The temporary fencing idea worries me. I'd be afraid that they might get hurt/shocked if they decided to paw (as I've seen so many horses do) or if there is any kicking or bucking. Those reactions are typical and generally safe when introducing a new horse, but could spell disaster with a flimsy electrified fence in the mix. Unless temporary fence means something different in this context?

OP, how many horses share a pasture? Putting a new horse in with two other horses is one thing, but putting the pony in with 5 or 7 other horses is totally different and much more overwhelming.
** Oh, so you don't know... that would be important to find out!


----------



## princecharming (Dec 2, 2011)

congrats on a new horse!! veryyyy exciting 

i wouldnt worry too much about your horse fitting in to the new herd. It would be ideal to put him in a paddock for a week or so and switch in and out members of the herd, so that when he gets turned out, he will have a buddy.

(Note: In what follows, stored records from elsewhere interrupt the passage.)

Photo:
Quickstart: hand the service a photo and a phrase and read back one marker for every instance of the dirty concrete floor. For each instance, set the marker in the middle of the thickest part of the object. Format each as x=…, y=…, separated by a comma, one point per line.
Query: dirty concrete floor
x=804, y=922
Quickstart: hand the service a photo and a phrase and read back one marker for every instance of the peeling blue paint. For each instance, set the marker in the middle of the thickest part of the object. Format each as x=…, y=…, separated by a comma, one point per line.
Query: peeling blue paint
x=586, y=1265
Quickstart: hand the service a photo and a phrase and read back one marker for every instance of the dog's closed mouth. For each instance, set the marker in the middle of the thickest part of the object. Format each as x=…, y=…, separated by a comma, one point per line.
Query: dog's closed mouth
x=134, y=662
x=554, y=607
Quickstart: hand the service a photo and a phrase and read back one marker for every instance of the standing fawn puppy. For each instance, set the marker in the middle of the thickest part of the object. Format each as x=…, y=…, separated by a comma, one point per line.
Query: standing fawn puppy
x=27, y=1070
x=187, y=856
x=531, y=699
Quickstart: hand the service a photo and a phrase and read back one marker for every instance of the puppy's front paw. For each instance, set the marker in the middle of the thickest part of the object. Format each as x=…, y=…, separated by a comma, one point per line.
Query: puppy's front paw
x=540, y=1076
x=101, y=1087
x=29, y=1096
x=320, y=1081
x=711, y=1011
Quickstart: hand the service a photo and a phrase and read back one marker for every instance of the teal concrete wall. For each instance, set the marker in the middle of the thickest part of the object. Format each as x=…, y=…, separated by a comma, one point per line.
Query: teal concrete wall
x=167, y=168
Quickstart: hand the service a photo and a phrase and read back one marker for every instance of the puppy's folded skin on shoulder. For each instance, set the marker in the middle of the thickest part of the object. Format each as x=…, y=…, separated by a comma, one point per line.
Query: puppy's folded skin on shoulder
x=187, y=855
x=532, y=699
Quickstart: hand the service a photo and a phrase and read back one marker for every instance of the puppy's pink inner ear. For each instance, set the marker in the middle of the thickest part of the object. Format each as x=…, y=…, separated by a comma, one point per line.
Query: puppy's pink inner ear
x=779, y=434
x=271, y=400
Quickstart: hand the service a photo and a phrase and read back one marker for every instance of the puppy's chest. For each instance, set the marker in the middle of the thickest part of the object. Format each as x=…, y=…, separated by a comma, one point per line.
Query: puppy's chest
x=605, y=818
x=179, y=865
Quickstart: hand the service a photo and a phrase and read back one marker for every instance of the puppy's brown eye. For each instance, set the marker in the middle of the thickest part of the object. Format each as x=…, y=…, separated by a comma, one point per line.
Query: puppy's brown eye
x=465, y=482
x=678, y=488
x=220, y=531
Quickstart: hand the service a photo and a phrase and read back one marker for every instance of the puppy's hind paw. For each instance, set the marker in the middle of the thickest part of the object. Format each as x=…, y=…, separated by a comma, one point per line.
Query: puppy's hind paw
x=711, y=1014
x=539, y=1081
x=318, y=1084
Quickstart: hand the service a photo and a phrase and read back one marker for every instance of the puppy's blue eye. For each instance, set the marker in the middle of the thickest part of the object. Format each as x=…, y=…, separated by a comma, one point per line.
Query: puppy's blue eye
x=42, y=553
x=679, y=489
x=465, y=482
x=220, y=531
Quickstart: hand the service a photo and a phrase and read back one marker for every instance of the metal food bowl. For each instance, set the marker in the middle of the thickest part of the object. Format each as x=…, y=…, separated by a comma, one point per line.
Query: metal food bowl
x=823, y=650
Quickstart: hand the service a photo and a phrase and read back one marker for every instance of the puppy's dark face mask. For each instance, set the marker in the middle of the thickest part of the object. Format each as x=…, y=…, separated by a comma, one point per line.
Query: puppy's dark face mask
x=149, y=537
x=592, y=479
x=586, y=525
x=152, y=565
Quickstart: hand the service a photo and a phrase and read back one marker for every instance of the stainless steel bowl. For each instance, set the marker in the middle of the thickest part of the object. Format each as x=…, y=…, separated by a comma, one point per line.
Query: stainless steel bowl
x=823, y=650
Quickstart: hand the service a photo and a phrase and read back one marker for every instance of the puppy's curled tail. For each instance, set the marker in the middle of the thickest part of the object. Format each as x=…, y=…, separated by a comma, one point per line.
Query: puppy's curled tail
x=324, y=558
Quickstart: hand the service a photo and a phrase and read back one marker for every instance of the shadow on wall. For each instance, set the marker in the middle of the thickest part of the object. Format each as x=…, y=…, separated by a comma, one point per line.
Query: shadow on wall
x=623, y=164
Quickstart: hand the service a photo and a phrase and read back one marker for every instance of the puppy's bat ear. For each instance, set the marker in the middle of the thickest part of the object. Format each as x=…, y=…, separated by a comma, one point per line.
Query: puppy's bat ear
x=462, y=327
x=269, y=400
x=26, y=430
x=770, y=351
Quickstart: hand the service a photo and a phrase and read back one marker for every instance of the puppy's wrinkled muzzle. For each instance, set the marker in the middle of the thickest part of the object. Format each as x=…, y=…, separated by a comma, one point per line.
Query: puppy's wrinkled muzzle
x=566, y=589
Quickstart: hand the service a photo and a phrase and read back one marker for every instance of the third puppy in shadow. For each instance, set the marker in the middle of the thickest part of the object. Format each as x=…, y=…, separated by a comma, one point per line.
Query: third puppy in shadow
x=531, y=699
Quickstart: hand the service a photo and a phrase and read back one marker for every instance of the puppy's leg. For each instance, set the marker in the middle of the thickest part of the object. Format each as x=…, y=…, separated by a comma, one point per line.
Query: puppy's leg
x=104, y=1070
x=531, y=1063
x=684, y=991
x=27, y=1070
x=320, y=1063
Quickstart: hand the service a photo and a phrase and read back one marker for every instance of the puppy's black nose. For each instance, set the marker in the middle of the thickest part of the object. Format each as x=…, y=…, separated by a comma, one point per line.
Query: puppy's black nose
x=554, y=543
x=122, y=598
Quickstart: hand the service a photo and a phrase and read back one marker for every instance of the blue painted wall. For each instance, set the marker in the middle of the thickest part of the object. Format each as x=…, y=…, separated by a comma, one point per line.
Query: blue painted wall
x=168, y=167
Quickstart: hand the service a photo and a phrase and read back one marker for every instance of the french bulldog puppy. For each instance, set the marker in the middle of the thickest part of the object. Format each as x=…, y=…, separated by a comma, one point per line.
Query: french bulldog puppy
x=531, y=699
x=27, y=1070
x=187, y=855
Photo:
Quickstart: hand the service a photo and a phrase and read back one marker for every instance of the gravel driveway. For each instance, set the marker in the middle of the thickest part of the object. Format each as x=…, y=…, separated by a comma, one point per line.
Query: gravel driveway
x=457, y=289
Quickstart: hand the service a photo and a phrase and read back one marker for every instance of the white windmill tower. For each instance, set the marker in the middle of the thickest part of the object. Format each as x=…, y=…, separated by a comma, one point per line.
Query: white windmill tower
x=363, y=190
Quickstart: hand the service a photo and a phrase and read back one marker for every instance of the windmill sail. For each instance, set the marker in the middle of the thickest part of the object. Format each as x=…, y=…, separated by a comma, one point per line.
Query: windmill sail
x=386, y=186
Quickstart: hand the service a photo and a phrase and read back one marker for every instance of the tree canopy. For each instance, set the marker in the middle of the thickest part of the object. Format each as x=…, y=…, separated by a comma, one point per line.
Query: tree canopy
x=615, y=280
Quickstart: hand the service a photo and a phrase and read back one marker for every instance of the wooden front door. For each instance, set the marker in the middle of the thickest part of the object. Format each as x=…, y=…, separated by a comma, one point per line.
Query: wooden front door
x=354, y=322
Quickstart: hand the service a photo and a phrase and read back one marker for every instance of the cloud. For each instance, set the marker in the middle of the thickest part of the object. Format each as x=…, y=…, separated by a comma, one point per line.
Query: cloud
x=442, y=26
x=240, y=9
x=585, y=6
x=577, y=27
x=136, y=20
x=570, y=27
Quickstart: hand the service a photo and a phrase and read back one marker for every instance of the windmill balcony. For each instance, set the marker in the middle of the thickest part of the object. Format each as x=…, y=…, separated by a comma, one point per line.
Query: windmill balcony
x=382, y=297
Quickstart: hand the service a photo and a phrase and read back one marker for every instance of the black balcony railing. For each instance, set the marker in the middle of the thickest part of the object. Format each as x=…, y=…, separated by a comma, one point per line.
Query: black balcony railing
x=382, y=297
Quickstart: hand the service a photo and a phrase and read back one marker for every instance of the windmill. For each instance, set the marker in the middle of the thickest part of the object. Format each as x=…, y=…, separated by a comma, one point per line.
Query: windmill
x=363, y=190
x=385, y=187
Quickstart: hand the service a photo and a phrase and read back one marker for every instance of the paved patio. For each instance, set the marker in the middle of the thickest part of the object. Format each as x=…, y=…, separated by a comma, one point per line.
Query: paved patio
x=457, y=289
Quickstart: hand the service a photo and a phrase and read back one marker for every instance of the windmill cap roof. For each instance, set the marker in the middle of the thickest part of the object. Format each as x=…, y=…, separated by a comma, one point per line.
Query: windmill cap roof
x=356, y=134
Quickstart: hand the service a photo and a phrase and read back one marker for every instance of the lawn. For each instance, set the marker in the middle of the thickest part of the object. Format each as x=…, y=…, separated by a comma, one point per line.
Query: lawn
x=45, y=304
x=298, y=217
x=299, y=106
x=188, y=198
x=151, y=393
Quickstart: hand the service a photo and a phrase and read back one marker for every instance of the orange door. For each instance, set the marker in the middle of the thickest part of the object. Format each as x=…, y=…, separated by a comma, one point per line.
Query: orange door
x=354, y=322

on that note, my horse got tossed out into a new field during a hurricane(safer out in the huge field then in a small enclosed area) and he got along fine. there were some teeth marks on him, and he was definitly last in the pecking order....but he survived


----------



## QtrBel (May 31, 2012)

If the new horse understands horse tape (mine do) then I fence off a section and put the new horse there for the day. They get to meet the crowd without being in the thick of things and I get to see how they react to mine giving me an idea of what may happen when I turn them in with the crowd. If they know nothing about tape I set up the round pen in the pasture and do the same. Next morning after feeding when they all move off to their spots I turn the new horse loose. I expect some scuffs and a few knocks as they work out where the newbie belongs but I know about where to place him in the feeding order and keep skirmishes to a minimum that way. As for when to ride or work them that starts from day one.


----------



## verona1016 (Jul 3, 2011)

I rode my horse the first day he came home. As someone already mentioned, when he goes to shows he's expected to settle in quickly. I also had him on trial, so if he was going to flip out at a new place, I wanted to know that while I could still return him. He's such a laid back horse, even after being trailered an hour and a half and being surrounded by people he had only met once he acted like he had been there all along. I would certainly have had second thoughts about riding right away if he had been high strung


----------